Onions in the Stew was published in May 1955, returning Betty’s smiling face to bookstore shelves. Clearly spooked by Anybody’s lagging sales, Lippincott placed their photogenic author on both the front and the back of the book’s bright orange dust jacket. Betty’s head, so tightly cropped as to be disembodied, floated in the upper right-hand corner near her name. The o’s in Onions were whimsical renderings of the vegetable. The back cover featured a full-page shot of Betty pushing a lawnmower.
Reviewers noted that Onions skated into the category of housewife humor, its tone and subject matter more conventional than Betty’s previous books. None of them minded. “Flip with a quip, as ever,” reported the Chicago Daily Tribune reviewer Marge Lyon, “but with a new maturity that on her looks good. That is Betty MacDonald in ‘Onions In The Stew.’ ”30
To Betty’s immense relief, Onions sold twenty-six thousand copies during its first month in print. A New York Times book reviewer pr
aised Betty as a humorist in “one of our lustiest traditions, that created by Mark Twain. . . . In person Betty MacDonald is a sophisticated individual. Indeed, I have met her a number of times and I would match her attractiveness against the girls she inevitably describes as her successful rivals. But this worldly and frequently city dwelling young woman has managed to capture some of those lusty and informal situations which have given both humor and a certain sadness to rural America.” Despite Lippincott’s categorizing Onions in the Stew—like all Betty’s adult titles—as nonfiction, this reviewer advised, “The way to enjoy ‘Onions in the Stew,’ a dual Book-of-the-Month choice for June, is to regard it as predominantly fiction. This way, the reader’s credulity will never be taxed.”31
Anybody’s disappointing sales had proved to Betty that she had to promote her books in person. Her Seattle autographing events drew crowds, and booksellers were thrilled that she agreed to travel to Seattle from Carmel Valley—where she was finally living full-time with Don when Onions came out—to sign books. The bookshop manager at Seattle’s Frederick & Nelson department store told Betty that they’d sold 340 copies of Onions during her appearance—the most successful autograph party the store had ever hosted.

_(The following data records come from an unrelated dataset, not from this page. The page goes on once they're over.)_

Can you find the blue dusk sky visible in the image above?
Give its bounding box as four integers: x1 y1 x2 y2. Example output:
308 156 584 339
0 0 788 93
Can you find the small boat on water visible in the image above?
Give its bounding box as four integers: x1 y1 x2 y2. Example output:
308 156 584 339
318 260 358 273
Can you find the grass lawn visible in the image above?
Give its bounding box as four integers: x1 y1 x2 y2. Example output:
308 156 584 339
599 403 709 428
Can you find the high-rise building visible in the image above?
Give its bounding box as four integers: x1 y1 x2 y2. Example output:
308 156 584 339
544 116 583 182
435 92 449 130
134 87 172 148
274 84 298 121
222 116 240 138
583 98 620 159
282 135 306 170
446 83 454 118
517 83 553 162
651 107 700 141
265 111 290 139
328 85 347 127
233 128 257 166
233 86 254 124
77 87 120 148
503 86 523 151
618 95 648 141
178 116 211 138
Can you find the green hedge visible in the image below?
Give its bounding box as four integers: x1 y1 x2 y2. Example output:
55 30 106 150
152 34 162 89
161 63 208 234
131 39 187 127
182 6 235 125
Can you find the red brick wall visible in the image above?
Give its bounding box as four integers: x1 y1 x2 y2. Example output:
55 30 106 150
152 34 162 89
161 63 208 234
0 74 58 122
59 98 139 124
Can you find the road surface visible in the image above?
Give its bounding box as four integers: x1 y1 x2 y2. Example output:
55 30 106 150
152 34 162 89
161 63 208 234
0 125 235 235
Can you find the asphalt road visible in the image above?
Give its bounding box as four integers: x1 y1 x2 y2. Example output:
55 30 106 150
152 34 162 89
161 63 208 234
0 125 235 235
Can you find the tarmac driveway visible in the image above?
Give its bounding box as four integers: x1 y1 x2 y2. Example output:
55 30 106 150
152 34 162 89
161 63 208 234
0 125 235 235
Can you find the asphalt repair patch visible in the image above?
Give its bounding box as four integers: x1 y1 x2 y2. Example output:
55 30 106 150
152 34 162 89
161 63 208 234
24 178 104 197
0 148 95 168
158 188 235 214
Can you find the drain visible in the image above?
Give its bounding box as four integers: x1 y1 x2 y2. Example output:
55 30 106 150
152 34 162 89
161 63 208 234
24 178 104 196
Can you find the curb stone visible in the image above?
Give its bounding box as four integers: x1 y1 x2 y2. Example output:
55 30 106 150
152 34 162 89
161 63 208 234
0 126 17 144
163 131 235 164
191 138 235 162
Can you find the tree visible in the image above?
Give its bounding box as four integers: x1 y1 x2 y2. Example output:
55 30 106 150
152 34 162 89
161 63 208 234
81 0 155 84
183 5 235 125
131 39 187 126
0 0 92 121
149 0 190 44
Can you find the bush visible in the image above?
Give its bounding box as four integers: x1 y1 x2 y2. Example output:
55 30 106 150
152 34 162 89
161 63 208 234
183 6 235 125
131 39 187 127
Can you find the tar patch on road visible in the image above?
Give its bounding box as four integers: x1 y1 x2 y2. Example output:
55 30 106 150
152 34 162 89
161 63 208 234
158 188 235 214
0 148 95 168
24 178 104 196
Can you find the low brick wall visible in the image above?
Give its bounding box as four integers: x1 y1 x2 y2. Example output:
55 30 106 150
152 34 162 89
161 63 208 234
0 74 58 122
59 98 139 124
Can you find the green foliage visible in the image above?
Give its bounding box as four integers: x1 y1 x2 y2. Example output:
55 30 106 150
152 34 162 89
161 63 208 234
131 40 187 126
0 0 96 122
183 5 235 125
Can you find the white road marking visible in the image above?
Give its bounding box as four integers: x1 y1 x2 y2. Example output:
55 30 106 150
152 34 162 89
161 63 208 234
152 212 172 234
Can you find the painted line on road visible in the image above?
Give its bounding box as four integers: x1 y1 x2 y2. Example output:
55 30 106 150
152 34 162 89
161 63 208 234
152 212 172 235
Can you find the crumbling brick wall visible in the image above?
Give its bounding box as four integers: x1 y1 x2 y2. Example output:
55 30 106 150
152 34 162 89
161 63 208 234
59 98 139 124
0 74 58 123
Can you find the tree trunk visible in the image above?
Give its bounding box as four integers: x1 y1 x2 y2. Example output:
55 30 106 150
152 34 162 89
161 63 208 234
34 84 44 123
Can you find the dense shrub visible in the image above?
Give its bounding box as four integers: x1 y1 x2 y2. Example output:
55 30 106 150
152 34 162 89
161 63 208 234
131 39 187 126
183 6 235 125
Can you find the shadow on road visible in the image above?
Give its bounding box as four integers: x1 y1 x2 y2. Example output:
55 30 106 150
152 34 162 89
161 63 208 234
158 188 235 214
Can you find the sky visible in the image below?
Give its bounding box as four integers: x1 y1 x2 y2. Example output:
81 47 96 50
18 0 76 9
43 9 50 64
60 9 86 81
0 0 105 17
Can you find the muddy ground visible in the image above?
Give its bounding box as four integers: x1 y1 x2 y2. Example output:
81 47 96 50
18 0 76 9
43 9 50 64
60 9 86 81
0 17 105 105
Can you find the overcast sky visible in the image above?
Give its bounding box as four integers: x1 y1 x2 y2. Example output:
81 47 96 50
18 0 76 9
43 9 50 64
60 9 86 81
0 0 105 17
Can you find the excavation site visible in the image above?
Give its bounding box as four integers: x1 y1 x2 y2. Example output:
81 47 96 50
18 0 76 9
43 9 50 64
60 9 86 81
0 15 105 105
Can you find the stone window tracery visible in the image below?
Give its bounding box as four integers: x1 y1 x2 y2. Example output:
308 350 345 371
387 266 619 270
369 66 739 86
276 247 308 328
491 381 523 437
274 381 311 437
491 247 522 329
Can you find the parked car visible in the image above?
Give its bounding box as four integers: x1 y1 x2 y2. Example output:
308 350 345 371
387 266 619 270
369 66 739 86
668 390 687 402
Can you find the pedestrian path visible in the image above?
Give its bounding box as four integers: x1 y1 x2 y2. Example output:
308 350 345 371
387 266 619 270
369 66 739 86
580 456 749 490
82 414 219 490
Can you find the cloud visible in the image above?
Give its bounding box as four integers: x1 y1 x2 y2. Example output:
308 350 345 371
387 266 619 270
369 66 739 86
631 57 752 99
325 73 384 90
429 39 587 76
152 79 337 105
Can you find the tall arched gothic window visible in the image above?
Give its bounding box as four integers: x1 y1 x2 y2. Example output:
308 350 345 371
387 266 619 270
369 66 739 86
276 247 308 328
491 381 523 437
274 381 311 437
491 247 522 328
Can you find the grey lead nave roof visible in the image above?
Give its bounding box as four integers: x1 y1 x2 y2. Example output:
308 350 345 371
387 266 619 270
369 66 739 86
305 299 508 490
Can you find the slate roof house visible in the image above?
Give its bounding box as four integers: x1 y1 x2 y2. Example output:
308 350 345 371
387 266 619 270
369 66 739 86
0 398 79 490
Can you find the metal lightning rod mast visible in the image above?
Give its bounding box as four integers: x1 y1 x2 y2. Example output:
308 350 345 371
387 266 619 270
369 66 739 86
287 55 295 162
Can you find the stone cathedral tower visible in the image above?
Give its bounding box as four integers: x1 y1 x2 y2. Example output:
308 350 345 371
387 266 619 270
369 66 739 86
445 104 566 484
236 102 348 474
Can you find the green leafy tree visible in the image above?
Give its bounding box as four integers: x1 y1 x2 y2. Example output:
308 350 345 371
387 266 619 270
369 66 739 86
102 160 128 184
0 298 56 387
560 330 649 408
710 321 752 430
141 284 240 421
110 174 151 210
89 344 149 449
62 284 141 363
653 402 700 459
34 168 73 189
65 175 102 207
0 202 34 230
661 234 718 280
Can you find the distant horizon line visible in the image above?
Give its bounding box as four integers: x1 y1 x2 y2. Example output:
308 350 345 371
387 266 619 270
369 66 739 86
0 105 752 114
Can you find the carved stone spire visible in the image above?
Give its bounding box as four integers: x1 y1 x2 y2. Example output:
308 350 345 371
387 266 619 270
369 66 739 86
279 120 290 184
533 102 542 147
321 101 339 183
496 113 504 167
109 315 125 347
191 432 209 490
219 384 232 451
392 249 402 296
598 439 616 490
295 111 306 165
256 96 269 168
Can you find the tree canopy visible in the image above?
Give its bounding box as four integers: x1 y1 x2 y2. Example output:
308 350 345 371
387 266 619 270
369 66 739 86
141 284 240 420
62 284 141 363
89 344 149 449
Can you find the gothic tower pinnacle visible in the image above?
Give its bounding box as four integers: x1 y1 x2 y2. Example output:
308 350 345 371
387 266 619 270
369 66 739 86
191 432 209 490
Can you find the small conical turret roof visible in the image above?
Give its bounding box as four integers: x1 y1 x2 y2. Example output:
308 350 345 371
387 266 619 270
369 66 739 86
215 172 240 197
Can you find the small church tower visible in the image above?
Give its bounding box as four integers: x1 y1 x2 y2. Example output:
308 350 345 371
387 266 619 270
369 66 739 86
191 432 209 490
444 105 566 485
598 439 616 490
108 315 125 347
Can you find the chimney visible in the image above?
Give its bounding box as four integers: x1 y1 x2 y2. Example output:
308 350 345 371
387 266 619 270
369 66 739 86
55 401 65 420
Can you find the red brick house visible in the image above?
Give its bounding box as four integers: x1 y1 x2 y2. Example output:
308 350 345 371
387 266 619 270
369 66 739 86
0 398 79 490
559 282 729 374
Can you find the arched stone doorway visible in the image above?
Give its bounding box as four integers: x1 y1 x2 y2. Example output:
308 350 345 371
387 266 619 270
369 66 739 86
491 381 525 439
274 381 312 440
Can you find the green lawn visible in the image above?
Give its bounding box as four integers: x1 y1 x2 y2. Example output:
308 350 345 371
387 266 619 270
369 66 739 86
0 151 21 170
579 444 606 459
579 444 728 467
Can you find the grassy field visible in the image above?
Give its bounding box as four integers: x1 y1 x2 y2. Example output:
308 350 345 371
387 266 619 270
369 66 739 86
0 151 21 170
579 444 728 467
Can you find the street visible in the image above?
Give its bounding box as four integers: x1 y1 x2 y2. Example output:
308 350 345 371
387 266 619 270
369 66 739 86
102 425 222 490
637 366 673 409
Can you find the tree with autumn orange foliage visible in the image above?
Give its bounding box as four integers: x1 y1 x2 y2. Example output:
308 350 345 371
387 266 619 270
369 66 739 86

Thanks to her books, Betty and her family members, Vashon Island, and Puget Sound became household names in America and beyond. Betty was the Pacific Northwest’s best ambassador since Paul Bunyan: darling, clever, tongue-in-cheek, and very Western.32 It was work she wrung out of herself, as evidenced by a notation in her daily planner: “March 26, 1952: My birthday—wrote on books all day.”
CHAPTER TWELVE
Goodbye, Goodbye
to Everything
THE view from Betty and Don’s Carmel Valley property was gorgeous: sagebrush, rolling rose and golden hills, a periwinkle sky dotted with fluffy clouds that shaded the valley floor like a diaphanous tent. In early 1955, Betty moved the last of their belongings from wet, green Vashon to this compellingly dry, burnished pocket of paradise. The place held energy, but in a way that felt somehow final. The Corral de Tierra ranch would hold the ends to many threads of her story.